5. И наконец, я перехожу к рассмотрению норм, явля­ющихся полностью неразумными и совершенно ненужными в современном обществе. В нем много таких пережитков, про­истекающих из беспомощности социальных организаций про­шлого. Отказ от этих неразумных и бессмысленных заповедей становится оправданным, только если мы сможем выявить породивший их механизм. Я имею в виду такие объяснения некоторых запретов, которые показывают, что они возникли в силу особенностей характера какой-либо сильной личности или какого-то случая, а затем превратились в норму поведе­ния большинства людей. Так, некоторые диеты и проведение различий между чистой и нечистой пищей, видимо, возникли

[489]

первоначально по причине.чьего-то личного отвращения к той или иной пище, а затем превратились в привычку и стали предметом подражания. Людям же, не знающим происхожде­ния этих запретов, кажется, что они вызваны каким-то внут­ренне присущим человеку страхом. Для этой стадии характе­рен своего рода рационализм - попытка найти религиозное или моральное оправдание традиционным привычкам. И если групповое сознание находится на уровне магии, то оно обычно вырабатывает какую-то тотемистическую систему различных табу. Если же групповое сознание достигло более утилитарно­го уровня, то запреты и ограничения объясняются с точки зрения гигиены. Тем не менее совершенно очевидно, что эти оправдания, хотя и кажутся вполне разумными, все же не мо­гут считаться объяснениями моральных норм.
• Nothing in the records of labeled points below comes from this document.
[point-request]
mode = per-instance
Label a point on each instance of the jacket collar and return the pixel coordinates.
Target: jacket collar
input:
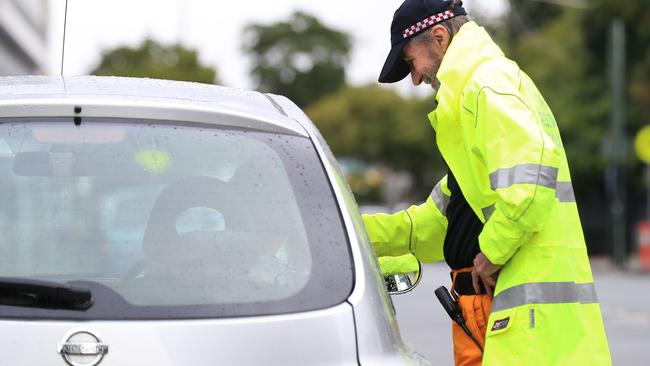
(469, 48)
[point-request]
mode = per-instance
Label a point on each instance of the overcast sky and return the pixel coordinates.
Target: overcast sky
(214, 28)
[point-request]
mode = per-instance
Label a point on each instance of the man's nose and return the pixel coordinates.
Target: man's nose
(416, 77)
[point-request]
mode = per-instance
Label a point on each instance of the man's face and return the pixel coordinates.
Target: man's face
(424, 59)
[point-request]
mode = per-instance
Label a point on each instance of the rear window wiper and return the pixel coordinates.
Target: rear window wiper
(43, 294)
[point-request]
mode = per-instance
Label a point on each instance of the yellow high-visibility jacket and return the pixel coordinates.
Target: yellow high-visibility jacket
(501, 141)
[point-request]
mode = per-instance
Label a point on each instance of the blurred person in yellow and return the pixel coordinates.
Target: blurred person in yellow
(504, 217)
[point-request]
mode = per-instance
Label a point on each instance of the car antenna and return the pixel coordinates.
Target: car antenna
(65, 21)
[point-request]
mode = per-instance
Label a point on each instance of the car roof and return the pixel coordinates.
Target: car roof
(143, 98)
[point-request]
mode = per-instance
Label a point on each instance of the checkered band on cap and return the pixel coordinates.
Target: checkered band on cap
(428, 22)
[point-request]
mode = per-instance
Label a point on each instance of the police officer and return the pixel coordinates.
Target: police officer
(504, 217)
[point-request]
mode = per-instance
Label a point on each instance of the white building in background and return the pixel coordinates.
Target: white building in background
(23, 37)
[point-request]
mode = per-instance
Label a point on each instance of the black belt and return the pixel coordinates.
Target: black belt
(463, 284)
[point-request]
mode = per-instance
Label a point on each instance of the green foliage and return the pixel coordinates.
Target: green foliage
(565, 50)
(376, 124)
(301, 58)
(154, 60)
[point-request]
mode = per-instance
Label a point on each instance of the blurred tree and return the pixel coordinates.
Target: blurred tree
(376, 124)
(301, 58)
(154, 60)
(564, 46)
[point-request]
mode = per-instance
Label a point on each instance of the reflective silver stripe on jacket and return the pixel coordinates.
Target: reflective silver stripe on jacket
(542, 175)
(545, 293)
(564, 192)
(488, 211)
(440, 199)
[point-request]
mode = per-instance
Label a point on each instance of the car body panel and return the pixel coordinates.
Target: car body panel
(324, 337)
(140, 98)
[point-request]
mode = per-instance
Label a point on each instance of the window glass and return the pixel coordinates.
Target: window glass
(171, 220)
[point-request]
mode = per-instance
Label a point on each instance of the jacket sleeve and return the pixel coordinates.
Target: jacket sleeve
(420, 229)
(522, 162)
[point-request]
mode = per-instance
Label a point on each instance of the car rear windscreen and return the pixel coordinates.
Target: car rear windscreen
(168, 220)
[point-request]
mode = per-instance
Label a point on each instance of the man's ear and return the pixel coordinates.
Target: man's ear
(441, 36)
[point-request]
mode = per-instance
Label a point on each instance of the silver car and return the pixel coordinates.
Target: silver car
(147, 222)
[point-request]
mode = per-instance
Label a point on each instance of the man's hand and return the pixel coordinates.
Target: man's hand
(484, 271)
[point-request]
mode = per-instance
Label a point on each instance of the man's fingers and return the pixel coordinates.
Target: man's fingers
(475, 283)
(489, 288)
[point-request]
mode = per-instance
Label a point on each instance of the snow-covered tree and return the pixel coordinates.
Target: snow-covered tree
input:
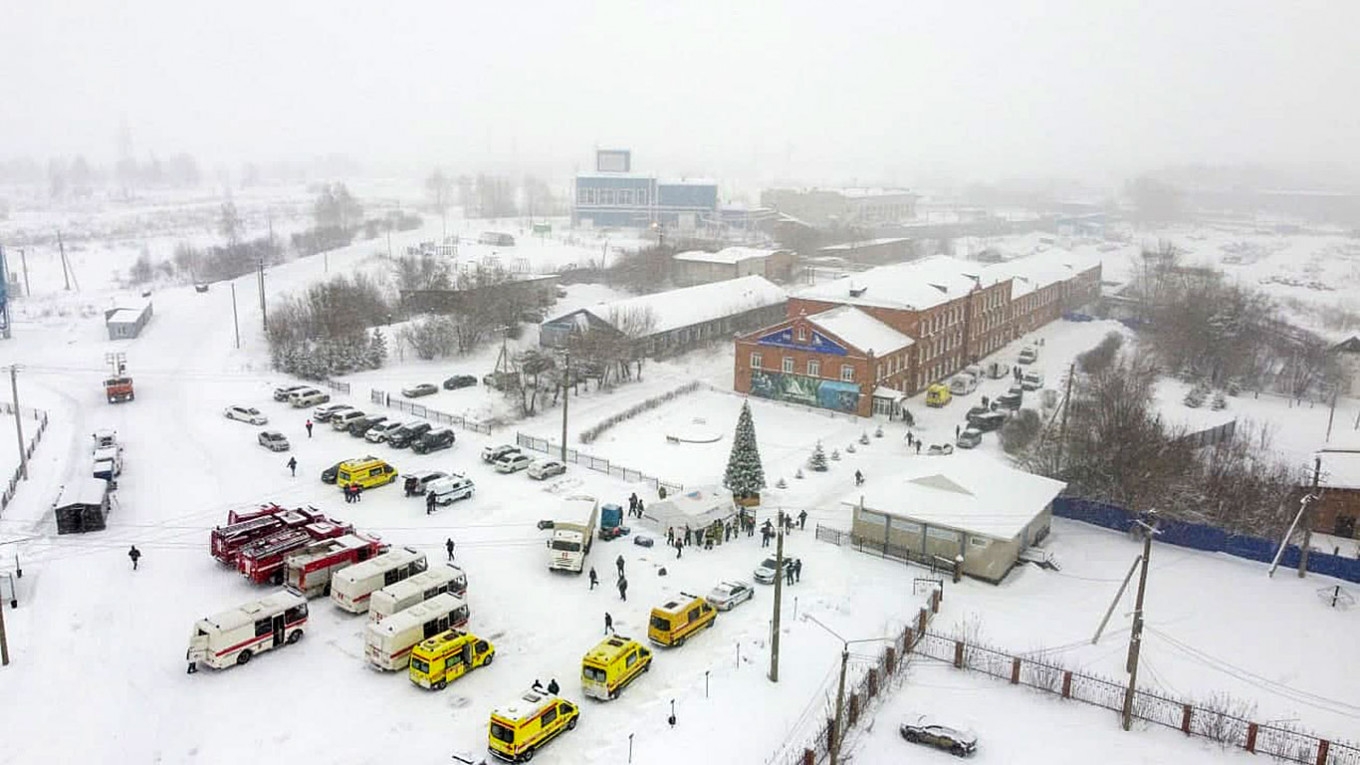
(818, 460)
(745, 474)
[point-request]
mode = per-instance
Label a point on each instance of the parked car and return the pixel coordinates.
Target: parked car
(405, 434)
(245, 414)
(361, 426)
(731, 592)
(493, 453)
(274, 441)
(460, 381)
(328, 411)
(513, 462)
(449, 490)
(422, 389)
(433, 441)
(988, 422)
(940, 737)
(282, 394)
(765, 573)
(380, 433)
(546, 468)
(969, 438)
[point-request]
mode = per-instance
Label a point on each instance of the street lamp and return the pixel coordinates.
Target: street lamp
(837, 734)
Возможно, возникает такое впечатление, что я при­знаю лишь функциональные и рациональные нормы и недо­оцениваю иррациональные потребности человека, коренящи­еся в подсознательном. Однако это не так. В данном исследо­вании я не затрагиваю те иррациональные элементы, которые совершенно бессмысленны, а также те, которые удовлетво­ряют потребностям подсознательного27. В настоящее время давление цивилизации на человеческое сознание слишком велико, и большая часть наших неврозов суть результат из­лишних ограничений и запретов. По-видимому, некоторые сексуальные табу, формы аскетизма и ограничений самовы­ражения объясняются не столько социальными или психоло­гическими потребностями, сколько тем, что общество вплоть до настоящего времени было слишком негибким механизмом, нередко оказывающим разрушающее влияние на психику ин­дивидов. С другой стороны, возможно, сохранение слишком строгих табу обязано авторитарной форме общества прошло­го, стремившегося к воспитанию раболепного сознания. Воз­можно, воспитание чувства вины и чувства неполноценности способствует формированию раболепного сознания гражда­нина, а табу, накладываемые в детстве на любопытство к проблемам секса, способствуют подавлению самостоятельно­го мышления.

Чем больше фашизм прибегает к устаревшим методам запугивания и чем более в нем проявляется общая тенденция к принуждению, к беспрекословному подчинению, тем настоя­тельнее становится для психолога и социолога в демократи­ческих странах потребность изучения методов, способных заменить брутальные формы социальной интеграции более гуманными формами образования. Хорошо управляемое со­временное общество, основанное на здоровых институтах, может обойтись без суровых репрессивных мер в своем мо­ральном кодексе.

[490]

Требование пересмотра наших моральных норм не так уж ново, как кажется. Разве Реформация и, в частности, пуританское движение не были тщательным вытеснением магических элементов из римской католической религии с це­лью достижения более рациональной морали? Сегодня логи­ческим продолжением этой тенденции является ориентация на коллективные потребности, которые должны быть «функциональными, а не формальными; ясными, а не спор­ными; добровольными, а не принудительными; привлекатель­ными, а не скучными»28.